Monday, January 5, 2009
1 Welcome to 2009. What have you left behind in the year just past? What do you hope to find in the year to come?
Left behind: my innocence. Hope to find: purpose.
2 We've just come through the season in which our culture touts cheer and peace and family togetherness rather relentlessly. How did your child's death impact your experience of the "holiday" season, personally or culturally?
The cheer was gone. I remain convinced that when Ezra left, my capacity to feel joy left too.
3 If you celebrate in any way through December, are there ways you include or acknowledge your lost baby/babies?
We lit a candle for Ezra for each night of Chanukah, on Christmas, and each night of Kwanzaa (yes we’re an equal opportunity household). The meaning of the holidays felt elusive, but holding Ezra close helped get me through.

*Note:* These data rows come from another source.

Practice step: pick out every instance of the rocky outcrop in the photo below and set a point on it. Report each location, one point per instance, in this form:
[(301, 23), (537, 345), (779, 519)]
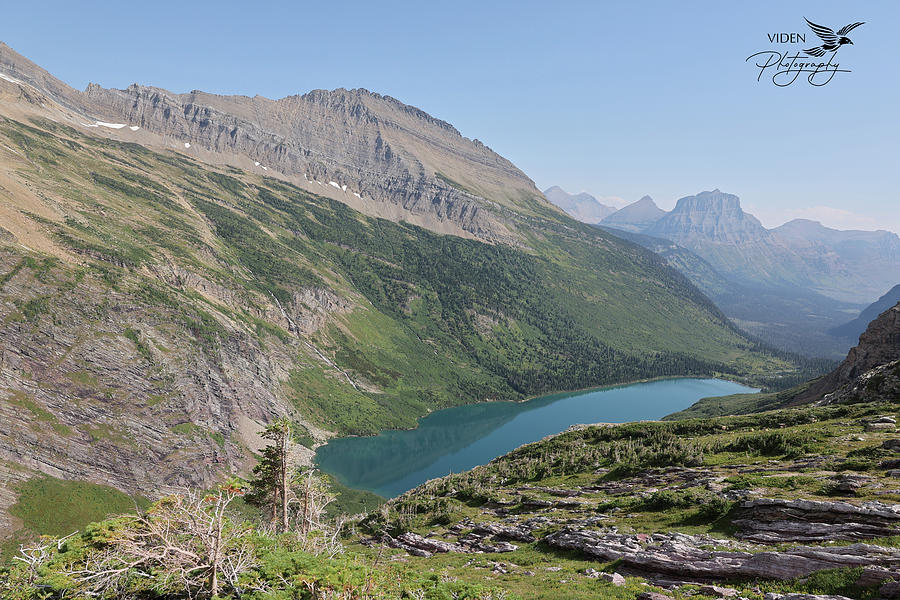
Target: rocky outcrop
[(772, 521), (374, 148), (418, 545), (373, 152), (688, 557), (870, 370)]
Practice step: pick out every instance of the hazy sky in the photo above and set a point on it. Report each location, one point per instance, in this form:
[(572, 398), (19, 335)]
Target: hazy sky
[(620, 99)]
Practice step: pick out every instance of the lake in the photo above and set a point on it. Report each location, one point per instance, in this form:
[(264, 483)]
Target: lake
[(459, 438)]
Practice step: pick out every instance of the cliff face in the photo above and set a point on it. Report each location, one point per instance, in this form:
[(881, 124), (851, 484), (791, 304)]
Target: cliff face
[(385, 158), (376, 150), (636, 217), (868, 368)]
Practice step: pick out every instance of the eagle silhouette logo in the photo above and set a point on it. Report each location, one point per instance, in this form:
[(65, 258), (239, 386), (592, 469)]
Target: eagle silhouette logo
[(831, 41)]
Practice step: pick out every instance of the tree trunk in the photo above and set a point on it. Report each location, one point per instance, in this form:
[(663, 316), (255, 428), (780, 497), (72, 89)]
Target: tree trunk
[(284, 481)]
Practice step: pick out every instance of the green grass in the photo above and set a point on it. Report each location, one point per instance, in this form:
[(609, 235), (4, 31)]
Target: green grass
[(50, 506), (575, 308)]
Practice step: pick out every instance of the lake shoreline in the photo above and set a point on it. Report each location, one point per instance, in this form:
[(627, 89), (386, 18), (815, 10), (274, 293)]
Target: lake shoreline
[(461, 437)]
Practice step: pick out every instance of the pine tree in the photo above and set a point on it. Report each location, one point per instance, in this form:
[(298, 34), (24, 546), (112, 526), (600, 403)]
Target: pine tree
[(271, 486)]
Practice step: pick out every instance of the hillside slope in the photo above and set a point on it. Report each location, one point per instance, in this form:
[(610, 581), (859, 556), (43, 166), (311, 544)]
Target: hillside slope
[(156, 311)]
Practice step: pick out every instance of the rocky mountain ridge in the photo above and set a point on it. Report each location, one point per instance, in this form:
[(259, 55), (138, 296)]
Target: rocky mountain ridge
[(870, 367), (159, 305), (369, 151), (582, 206), (853, 329), (848, 266)]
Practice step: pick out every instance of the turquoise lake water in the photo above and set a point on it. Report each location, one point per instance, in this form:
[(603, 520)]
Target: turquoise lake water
[(459, 438)]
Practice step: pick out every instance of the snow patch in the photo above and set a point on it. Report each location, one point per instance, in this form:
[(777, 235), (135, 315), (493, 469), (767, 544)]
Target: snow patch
[(9, 79), (102, 124)]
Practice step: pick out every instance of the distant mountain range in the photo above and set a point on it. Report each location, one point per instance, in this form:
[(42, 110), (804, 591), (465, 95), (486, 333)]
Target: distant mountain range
[(854, 328), (178, 270), (791, 285), (583, 206)]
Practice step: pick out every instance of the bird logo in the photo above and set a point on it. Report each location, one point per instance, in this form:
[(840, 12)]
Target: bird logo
[(831, 40)]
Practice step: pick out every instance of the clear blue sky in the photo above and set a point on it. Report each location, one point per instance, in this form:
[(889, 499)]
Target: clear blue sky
[(619, 99)]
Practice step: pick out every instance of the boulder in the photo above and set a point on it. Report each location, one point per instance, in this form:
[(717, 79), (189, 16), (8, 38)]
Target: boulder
[(687, 557), (772, 521)]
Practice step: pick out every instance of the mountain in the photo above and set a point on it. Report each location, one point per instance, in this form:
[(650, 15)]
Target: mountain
[(790, 285), (854, 328), (849, 265), (583, 206), (709, 216), (162, 297), (637, 217), (871, 370), (382, 157), (790, 318)]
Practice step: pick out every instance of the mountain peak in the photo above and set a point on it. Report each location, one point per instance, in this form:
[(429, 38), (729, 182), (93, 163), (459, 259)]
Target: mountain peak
[(636, 217), (711, 215), (581, 206)]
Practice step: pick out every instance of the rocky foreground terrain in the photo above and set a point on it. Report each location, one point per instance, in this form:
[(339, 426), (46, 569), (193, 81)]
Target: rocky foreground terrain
[(178, 271), (804, 500), (781, 502)]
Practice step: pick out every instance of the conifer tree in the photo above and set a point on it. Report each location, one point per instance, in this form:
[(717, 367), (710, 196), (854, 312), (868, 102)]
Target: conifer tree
[(271, 486)]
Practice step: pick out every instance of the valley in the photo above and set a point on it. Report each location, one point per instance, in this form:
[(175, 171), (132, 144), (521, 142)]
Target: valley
[(330, 346)]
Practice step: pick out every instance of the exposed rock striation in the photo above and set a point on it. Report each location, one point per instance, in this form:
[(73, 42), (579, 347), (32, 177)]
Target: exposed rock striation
[(688, 557), (772, 521)]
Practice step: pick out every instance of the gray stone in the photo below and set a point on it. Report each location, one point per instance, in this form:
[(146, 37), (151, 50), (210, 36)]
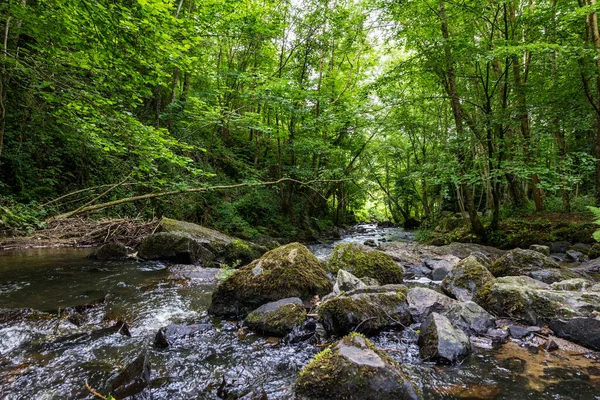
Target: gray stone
[(440, 341)]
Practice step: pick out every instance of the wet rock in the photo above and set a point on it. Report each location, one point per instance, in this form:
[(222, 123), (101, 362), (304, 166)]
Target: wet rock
[(423, 301), (177, 247), (583, 331), (521, 262), (288, 271), (467, 280), (168, 335), (133, 379), (354, 369), (545, 250), (572, 284), (573, 255), (110, 251), (346, 282), (518, 332), (366, 310), (277, 318), (440, 341), (470, 318), (238, 252), (363, 261)]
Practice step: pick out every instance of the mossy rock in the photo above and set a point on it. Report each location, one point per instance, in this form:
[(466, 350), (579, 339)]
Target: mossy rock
[(521, 262), (238, 252), (440, 341), (467, 279), (277, 318), (177, 247), (288, 271), (362, 261), (353, 369), (366, 310)]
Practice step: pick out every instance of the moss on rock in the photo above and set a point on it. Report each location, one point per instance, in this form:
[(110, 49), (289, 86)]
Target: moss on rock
[(362, 261), (288, 271), (353, 368)]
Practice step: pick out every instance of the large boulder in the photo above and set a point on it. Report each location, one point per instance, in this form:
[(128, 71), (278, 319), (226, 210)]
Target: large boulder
[(353, 369), (423, 301), (363, 261), (470, 318), (467, 279), (366, 310), (521, 262), (177, 247), (288, 271), (277, 318), (440, 341), (534, 305)]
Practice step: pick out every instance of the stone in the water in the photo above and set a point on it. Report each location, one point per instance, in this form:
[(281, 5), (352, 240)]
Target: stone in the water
[(110, 251), (167, 335), (353, 369), (366, 310), (467, 280), (288, 271), (133, 379), (346, 282), (470, 318), (423, 301), (362, 261), (177, 247), (440, 341), (583, 331), (277, 318)]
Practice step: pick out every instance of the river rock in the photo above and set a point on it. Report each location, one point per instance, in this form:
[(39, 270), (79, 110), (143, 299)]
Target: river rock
[(423, 301), (366, 310), (470, 318), (346, 282), (176, 247), (277, 318), (110, 251), (583, 331), (535, 306), (167, 335), (572, 284), (288, 271), (545, 250), (467, 279), (521, 262), (353, 369), (363, 261), (440, 341), (133, 379)]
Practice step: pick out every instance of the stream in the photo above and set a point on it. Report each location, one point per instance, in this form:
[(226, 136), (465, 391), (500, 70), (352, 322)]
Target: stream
[(43, 356)]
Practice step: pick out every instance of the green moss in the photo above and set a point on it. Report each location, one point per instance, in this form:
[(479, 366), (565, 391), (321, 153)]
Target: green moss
[(364, 262)]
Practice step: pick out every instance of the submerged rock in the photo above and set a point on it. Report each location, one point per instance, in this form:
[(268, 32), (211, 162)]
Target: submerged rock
[(423, 301), (277, 318), (363, 261), (177, 247), (110, 251), (288, 271), (467, 279), (167, 335), (470, 318), (133, 379), (521, 262), (353, 369), (440, 341), (365, 310)]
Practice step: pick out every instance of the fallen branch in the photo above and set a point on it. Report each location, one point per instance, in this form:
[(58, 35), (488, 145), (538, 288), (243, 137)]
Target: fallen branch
[(113, 203)]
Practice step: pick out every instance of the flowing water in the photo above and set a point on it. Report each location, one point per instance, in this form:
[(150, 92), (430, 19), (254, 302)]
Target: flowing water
[(44, 356)]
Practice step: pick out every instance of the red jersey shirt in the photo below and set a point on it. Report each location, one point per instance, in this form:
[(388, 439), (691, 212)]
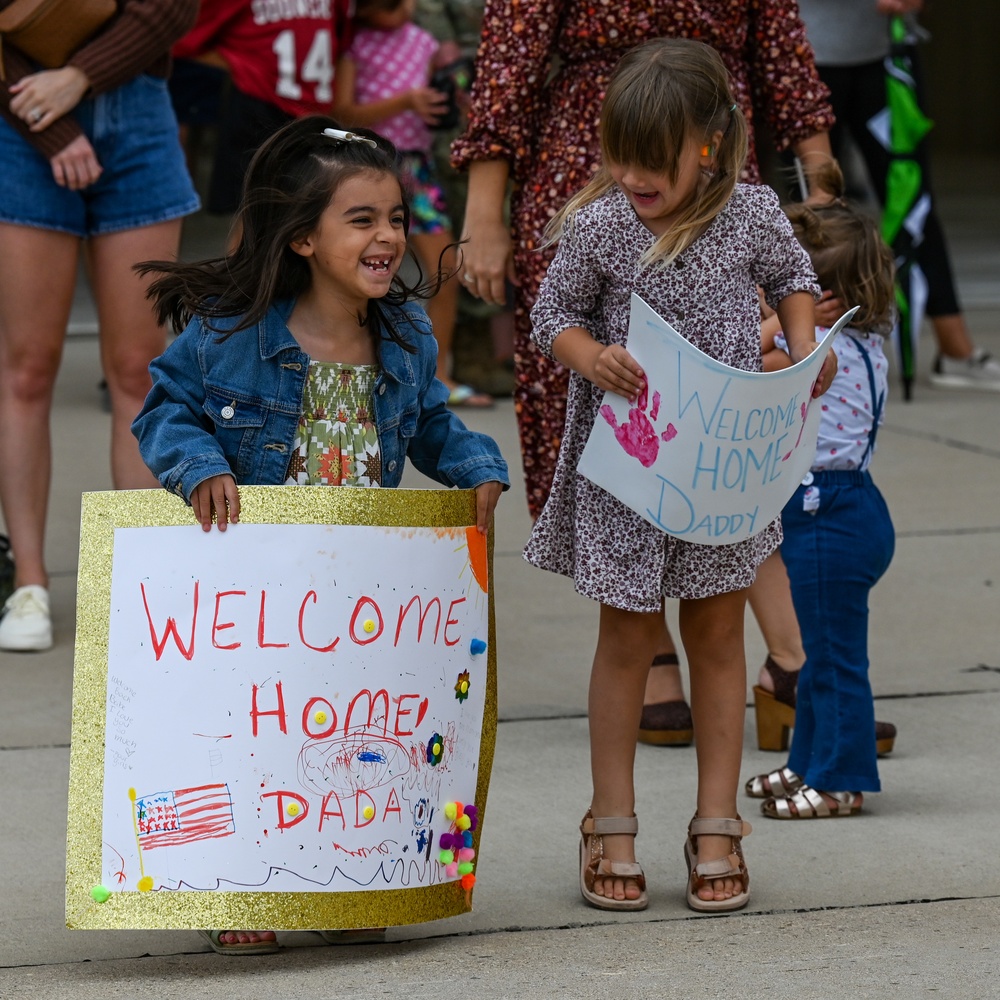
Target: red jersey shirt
[(279, 51)]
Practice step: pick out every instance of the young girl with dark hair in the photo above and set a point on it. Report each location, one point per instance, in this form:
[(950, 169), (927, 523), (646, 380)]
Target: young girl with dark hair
[(304, 360)]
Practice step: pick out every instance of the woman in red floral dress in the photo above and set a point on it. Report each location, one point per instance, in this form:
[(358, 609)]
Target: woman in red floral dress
[(540, 77)]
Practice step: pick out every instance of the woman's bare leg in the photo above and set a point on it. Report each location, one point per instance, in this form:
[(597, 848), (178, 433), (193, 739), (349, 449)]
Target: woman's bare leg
[(37, 278), (770, 598)]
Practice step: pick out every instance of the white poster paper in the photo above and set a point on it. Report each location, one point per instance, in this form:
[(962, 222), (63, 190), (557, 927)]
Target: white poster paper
[(708, 453)]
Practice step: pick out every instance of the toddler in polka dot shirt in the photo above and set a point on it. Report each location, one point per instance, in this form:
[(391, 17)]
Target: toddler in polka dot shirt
[(838, 536)]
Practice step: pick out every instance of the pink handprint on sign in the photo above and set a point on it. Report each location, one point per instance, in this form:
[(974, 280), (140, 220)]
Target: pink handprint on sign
[(804, 412), (637, 435)]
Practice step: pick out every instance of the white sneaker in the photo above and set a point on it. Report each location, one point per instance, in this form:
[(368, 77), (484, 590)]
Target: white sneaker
[(979, 371), (26, 624)]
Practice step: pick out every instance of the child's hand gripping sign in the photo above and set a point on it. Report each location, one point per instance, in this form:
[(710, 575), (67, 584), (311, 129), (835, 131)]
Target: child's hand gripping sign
[(707, 453)]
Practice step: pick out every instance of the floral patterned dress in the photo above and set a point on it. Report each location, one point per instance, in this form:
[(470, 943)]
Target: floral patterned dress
[(337, 441), (545, 125), (708, 294)]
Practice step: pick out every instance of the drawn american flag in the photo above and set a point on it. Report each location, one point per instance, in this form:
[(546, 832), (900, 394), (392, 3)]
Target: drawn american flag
[(167, 819)]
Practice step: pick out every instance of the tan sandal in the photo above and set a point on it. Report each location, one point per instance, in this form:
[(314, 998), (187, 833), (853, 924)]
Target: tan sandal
[(778, 783), (594, 865), (732, 866), (807, 803)]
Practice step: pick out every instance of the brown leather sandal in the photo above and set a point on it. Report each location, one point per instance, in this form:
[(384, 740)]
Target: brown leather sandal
[(593, 864), (731, 866)]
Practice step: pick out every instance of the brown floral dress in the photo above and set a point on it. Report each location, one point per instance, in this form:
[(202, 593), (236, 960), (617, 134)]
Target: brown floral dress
[(709, 295), (545, 124)]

4 Through the year are there any holidays, seasons, or parts of what were once cherished rituals that have changed for you because of your child's death?
Not sure yet. Its only been 4 months and 1 week (but I’m not counting…really)
5 Do you do anything to remember your baby/babies' birth and/or death day? Or will you?
I’m not sure…so far each month the 29th (his death) brings great numbness and the 30th (his birth) brings even deeper despair. I can’t think far enough ahead to imagine where we’ll be at the 1 year mark.
6 Is there anything about the winter season (for those of us in the Northern Hemisphere right now) that lifts your spirits? Is there anything that especially brings them down?
This winter the cold and grey of winter just fits my mood. Doesn’t bother me nearly as much as it usually would.
7 During your hardest times, how have you found your way forward?
During my hardest times, I hold Ezra’s daddy tight and try to open myself up to feeling Ezra’s spirit with me. Ezra means “helper” in Hebrew, and he’s helped me more than I ever could have imagined.
Thursday, January 1, 2009
Or giving him a haircut.
The hospital gave us a memory box that included a lock of his hair. His hair is black, thick and curly, kinda like his Daddy's, or at least when his Daddy had hair! In his photo, his little white cap is covering it, but we saw his hair up close and in person. I've had these vivid thoughts, almost like memories, of sitting a 4 or 5 year old Peanut Boy at the table, and trimming his impressively large, wavy, beautiful fro. With electric barbershop clippers, like the one my mother used when she cut my hair years ago in a previous century, long before PCs, the internet, email and blogs. These haircut sessions were functional and practical (I needed it), but they also served another purpose—they helped to solidify the bonds between parent and child. Of course, you can't forget the barber's bib, don't want to get the hair clippings all over the boy's shirt, do you? And have the mirror handy. I dunno, maybe you had to be there.